Does every breast lump mean cancer?

No. The majority of breast lumps are benign — most often fibroadenomas, cysts, or fibrocystic changes. However, any new, persistent, or changing lump should be evaluated by a doctor with a clinical breast exam and imaging, particularly in women over 35.

What does ER positive, HER2 negative breast cancer mean?

ER positive means the cancer cells have receptors for the hormone estrogen and grow in response to it. HER2 negative means the cancer does not over-express the HER2 protein. ER+/HER2- is the most common subtype (around 70% of cases) and typically responds well to hormonal therapy alongside surgery and, when needed, chemotherapy.

Should I get a second opinion before starting treatment?

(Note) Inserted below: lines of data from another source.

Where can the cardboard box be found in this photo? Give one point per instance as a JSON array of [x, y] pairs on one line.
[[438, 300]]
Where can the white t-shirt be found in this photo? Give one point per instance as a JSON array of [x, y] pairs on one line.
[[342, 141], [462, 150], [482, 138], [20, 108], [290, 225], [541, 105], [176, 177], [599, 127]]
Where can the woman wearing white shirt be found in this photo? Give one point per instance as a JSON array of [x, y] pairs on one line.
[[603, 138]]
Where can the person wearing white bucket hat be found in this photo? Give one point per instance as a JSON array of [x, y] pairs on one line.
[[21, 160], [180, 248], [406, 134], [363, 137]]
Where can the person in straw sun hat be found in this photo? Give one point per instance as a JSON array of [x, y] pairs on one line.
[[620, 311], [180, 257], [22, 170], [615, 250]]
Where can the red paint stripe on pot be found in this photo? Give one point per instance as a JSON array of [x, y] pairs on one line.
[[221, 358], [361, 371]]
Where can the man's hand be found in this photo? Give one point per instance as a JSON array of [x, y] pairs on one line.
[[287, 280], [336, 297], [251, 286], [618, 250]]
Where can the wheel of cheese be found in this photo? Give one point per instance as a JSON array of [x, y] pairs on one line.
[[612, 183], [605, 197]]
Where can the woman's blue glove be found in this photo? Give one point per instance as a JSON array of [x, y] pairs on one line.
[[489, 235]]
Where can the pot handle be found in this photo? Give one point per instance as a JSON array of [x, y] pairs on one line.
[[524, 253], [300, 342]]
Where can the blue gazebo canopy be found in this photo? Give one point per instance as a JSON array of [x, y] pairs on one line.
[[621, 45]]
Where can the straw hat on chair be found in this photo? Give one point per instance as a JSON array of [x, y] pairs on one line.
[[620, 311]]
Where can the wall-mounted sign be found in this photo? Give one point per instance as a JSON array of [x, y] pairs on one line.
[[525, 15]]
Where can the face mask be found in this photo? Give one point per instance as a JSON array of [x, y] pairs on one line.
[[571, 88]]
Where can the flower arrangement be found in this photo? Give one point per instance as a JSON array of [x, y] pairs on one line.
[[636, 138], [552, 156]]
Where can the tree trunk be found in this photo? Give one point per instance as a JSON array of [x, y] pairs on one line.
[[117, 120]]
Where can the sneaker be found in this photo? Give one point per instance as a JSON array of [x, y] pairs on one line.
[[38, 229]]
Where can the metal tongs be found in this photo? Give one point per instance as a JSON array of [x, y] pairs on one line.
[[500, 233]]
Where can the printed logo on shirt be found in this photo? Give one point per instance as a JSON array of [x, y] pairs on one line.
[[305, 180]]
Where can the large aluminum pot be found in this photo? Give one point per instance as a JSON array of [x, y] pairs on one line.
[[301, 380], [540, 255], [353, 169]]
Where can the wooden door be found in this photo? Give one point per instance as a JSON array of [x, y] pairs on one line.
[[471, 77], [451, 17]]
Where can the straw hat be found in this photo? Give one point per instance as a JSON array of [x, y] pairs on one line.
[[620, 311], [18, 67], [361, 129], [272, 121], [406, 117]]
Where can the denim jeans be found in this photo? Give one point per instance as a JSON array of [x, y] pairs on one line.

Yes — a second opinion is recommended, especially for newly diagnosed patients, for unusual or aggressive subtypes, or when recommendations seem unclear. In oncology, more than one defensible treatment path often exists. A second opinion confirms the plan or surfaces alternatives.

What is triple negative breast cancer (TNBC)?

Triple negative breast cancer is a subtype where the cancer cells do not have estrogen receptors, progesterone receptors, or HER2 over-expression. It tends to be more aggressive and is treated primarily with chemotherapy, often combined with immunotherapy. Newer regimens have significantly improved outcomes.